Gli strumenti di questa forma di conflitto sono molteplici e in continua evoluzione. La disinformazione, la propaganda e la diffusione di fake news costituiscono solo il livello più superficiale. Oggi la guerra cognitiva si alimenta anche attraverso contenuti generati da intelligenza artificiale, come deepfake, video manipolati e testi creati per orientare in modo mirato l’opinione pubblica. A questo si aggiunge l’uso dei big data e della profilazione comportamentale: la capacità di raccogliere e analizzare grandi quantità di dati consente di individuare vulnerabilità cognitive specifiche di una popolazione o di un gruppo sociale, modulando di conseguenza i messaggi da diffondere. Gli algoritmi permettono inoltre di “insegnare” ai sistemi di intelligenza artificiale a produrre contenuti progressivamente più persuasivi, basandosi sulle reazioni online degli utenti. A completare questo quadro si collocano le operazioni psicologiche integrate con attività militari nella cosiddetta “grey zone”, l’insieme di azioni ostili condotte sotto la soglia della guerra dichiarata, capaci di destabilizzare un avversario senza ricorrere a un conflitto aperto.

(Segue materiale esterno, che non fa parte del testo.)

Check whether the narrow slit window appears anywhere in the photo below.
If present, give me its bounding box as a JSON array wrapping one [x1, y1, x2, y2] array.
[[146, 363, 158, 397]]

La Cina e la Russia sono oggi considerati due tra gli attori più attivi nel campo della guerra cognitiva, ma con una differenza sostanziale nella scala degli investimenti: Pechino è il Paese che ha investito di più, sviluppando un apparato tecnologico, accademico e operativo molto più ampio e strutturato rispetto a quello russo. La Cina ha integrato la dimensione cognitiva nelle proprie strategie militari ufficiali, finanzia centri di ricerca dedicati, impiega supercomputer e IA avanzate e sostiene programmi su larga scala per la raccolta dei dati e la produzione di contenuti manipolativi ad alta precisione. La Russia, pur essendo estremamente attiva e abile nelle operazioni psicologiche e nella disinformazione — spesso più aggressive e immediate — dispone di risorse tecnologiche e capacità di scalare le campagne inferiori rispetto a quelle cinesi.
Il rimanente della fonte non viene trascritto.